Sa remise en cause concerne l'ensemble de l'économie. Ainsi lors de son
accession au pouvoir il aborde les grands thèmes que sont la
mentalité d'assistés de la population, la coupure entre la
société et le parti et surtout les défauts structurels de
l'économie. Il précise par la suite son propos en remettant en
cause plusieurs traits majeurs de l'économie soviétique
abordés dans la première partie du mémoire parmi lesquels
le développement extensif, le retard technologique, le gaspillage des
ressources, l'économie de pénurie et affirme leur rapport avec le
fonctionnement intrinsèque de l'économie planifiée ainsi
qu'avec le comportement des divers acteurs économiques, faisant
notamment référence au système de stimulation.

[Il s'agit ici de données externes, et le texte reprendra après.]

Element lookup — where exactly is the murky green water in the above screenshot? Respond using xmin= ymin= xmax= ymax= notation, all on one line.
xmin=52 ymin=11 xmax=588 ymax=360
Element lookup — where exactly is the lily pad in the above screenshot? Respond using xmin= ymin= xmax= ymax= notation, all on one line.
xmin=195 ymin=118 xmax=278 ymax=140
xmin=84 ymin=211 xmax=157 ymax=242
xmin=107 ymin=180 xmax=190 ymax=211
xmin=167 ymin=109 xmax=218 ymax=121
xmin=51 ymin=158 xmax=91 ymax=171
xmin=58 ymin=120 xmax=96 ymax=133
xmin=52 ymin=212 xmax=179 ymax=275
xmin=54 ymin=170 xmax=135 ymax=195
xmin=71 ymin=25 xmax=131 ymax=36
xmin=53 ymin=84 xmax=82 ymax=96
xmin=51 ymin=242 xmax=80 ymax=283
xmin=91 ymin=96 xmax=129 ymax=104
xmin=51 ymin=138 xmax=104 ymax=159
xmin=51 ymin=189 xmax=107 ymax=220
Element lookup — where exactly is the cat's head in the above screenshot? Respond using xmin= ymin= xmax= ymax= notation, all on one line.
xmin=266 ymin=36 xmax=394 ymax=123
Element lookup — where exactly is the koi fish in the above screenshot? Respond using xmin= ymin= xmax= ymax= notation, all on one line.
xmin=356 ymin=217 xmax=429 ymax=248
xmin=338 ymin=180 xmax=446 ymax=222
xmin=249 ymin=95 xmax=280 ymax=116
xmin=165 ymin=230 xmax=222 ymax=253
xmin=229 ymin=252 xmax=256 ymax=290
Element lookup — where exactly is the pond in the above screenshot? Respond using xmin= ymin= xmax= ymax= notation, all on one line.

La démarche réformiste de Gorbatchev s'inscrit
donc dans la lignée d'initiatives passées tendant à
rénover le système soviétique mais la différence
majeure consiste dans le fait qu'il souhaite donner à l'économie
une direction qui ferait cohabiter plan et marché et mettre ainsi un
terme à un déclin amorcé depuis plusieurs décennies
(plutôt que d'apporter de légères modifications sans
changer le système dans son ensemble.) Depuis 1985, le mouvement de
réforme porte sur l'ensemble des domaines critiques de l'organisation
économique et s'articule autour de trois termes essentiels :
accélération (ouskoreni), publicité (glasnost) et
restructuration (perestroïka).
La perestroïka (restructuration, du titre de
l'ouvrage de M.Gorbatchev) est le nom donné à l'ensemble des
réformes devant concilier, à ses yeux, socialisme et
démocratie. Concrètement, il s'agit sur le plan économique
de permettre une accélération (ouskoreni) de la croissance. Au
plan politique, il faut construire un Etat de Droit et faire en sorte
d'établir une séparation entre l'appareil d'Etat et le Parti. Le
but étant de se donner une légitimité pour réformer
le pays avec l'appui des masses. La glasnost répond à un souci de
rétablir un fonctionnement démocratique à un pays qui
s'était accommodé depuis des décennies à vivre sous
la domination d'un parti et privé de certaines libertés (de la
presse notamment). Il convient néanmoins de préciser que le but
de recherché dans ces réformes était de sauvegarder le
système en le réformant.
La particularité de la réforme de Gorbatchev
réside dans le fait qu'elle se veut radicale et s'attaque à
plusieurs composantes de la société soviétique. Les
réformes antérieures s'attaquaient à des problèmes
localisés du système économique et se heurtaient
fatalement à un manque de vision globale du problème. A
l'inverse, les réformes de Gorbatchev avaient le mérite de
s'attaquer en plus des problèmes économiques, aux
problèmes sociaux, administratifs, institutionnels et politiques. Ainsi
nous différencierons le volet économique du volet non
économique de sa réforme. (cf. réformes
périphériques)
Des réformes qui ont précédé, il
ressort que les gains d'efficacité ne pourraient être obtenus
durablement que par une réforme économique réelle
doublée d'une orientation des priorités vers la consommation. La
perestroïka et la glasnost devaient aider à sortir de la crise
grâce à une réforme qui, nous l'avons dit, déborde
le strict champ de l'économie.
Abel Aganbegyan, conseiller économique de Gorbatchev
justifie la réforme de la façon suivante : « La
perestroïka signifie une mutation profonde et engendre d'énormes
transformations qualitatives. La perestroïka est indispensable lorsque le
système économique ne répond plus aux nouvelles
conditions, à la maturité des besoins de la
société, aux problèmes de l'avenir. Il faut alors modifier
de manière radicale un tel système. Au cours d'une telle
opération, ce ne sont pas des parties ou des éléments
isolés qui sont touchés, mais le système économique
tout entier. Il faut restructurer la totalité de ses aspects et de ses
éléments pour obtenir une qualité nouvelle. Au fond, c'est
une forme révolutionnaire de changements qui se distingue ici de la
forme évolutive. Et le terme de refonte caractérise justement ces
transformations qualitatives révolutionnaires. Ce concept a plusieurs
aspects : il est synonyme de réforme radiale, reconstruction
profonde, mutation capitale, passage à une qualité nouvelle,
rupture. » Ce discours illustre ainsi de façon significative
la volonté de changer le cours de l'histoire.